Can you explain why to create a WAL file even though there is no activity?

3 comments

We want to ensure that the users are able to restore to any minute in the past.

Then, as @pintxo, @bjornsing, and @Doxin asked below; Why not let users pick a time and then replay the closest backup? Why create empty backups? This is a valid question.

The answer is that without an empty backup, it's not possible to confirm there was no write activity. Maybe some write activity occurred but you fail to archive the WAL file. You need at least one WAL file (empty or not) with a timestamp equal to or more recent than the target restore time to ensure there were no write activity.

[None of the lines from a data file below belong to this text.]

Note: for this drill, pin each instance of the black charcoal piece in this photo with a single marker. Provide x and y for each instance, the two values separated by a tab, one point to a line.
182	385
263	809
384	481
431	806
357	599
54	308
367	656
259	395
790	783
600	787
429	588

I didn't explain this in detail in the blog post for the sake of brevity, but you don't need to create an empty WAL file for each minute with no write activity. For instance, if there was no write activity for 10 minutes and then a WAL file is generated, PostgreSQL can deduce there was no write activity during those 10 minutes and is able restore to any minute within that period. However, if the user wants to restore to 5 minutes ago and there has been no write activity for the past 10 minutes, PostgreSQL doesn't have a WAL file to confirm lack of write activity. In this case, you need to call pg_current_xact_id() to generate a WAL file. So the trick is, when you get a restore request, call pg_current_xact_id() only once, just in case if there were no write activity.

This is a good example of difference between running PostgreSQL for yourself vs. others. When running PostgreSQL for yourself, such edge cases is not a concern. However, when managing it for others, an edge case like this could prevent a restore and create an operational burden. Automating this process is required especially if you are managing lots of PostgreSQL databases.

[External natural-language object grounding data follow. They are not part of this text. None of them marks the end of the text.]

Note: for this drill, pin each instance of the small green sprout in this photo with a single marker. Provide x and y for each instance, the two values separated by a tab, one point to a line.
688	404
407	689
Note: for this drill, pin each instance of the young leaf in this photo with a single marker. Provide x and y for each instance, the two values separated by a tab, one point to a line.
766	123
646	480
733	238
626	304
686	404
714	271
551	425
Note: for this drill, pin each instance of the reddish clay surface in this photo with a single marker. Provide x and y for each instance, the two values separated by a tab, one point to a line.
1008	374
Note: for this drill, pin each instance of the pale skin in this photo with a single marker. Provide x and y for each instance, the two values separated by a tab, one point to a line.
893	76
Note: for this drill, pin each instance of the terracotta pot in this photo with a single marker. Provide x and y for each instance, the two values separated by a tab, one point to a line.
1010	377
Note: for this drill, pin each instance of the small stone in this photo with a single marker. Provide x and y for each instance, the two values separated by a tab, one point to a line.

Thank you, that makes a lot of sense. I should have intuited that, but I couldn’t quite make the connection. I really appreciate the write up, it gave me a lot to think about as someone who has only ever managed my own DB.
"Point in time restore" is a bad way to call the feature if you don't let your customers pick a moment in time to restore to, so those tricks ensure that there's enough WAL entries to allow people to pick with per-second granularity.
One can let users pick a time and then just replay the closest backup? Why create empty backups?
> those tricks ensure that there's enough WAL entries to allow people to pick with per-second granularity

How can they ensure that? Sounds more like they ensure that people can pick point in time with minute granularity.

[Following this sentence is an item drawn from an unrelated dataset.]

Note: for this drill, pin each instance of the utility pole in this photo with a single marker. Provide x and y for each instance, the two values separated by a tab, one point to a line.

I’m no expert, but doesn’t postgres write a timestamp with each record in the WAL? I know that when you start postgres in recovery mode it lets you specify a timestamp you want to restore to, and I don’t think that timestamp needs to be on a WAL file boundary. (So the tricks seem weird / unnecessary to me.)

But if there has been no activity you surely can just pick the most recent log that's older than the time the user picked?
How do you know the WAL was not lost during transmission, or the server crashed before transferring the WAL even though there were writes after the last WAL you have in your backup?

That's why.

The point is to create a WAL file if there is a little activity, but not enough to fill 16MB.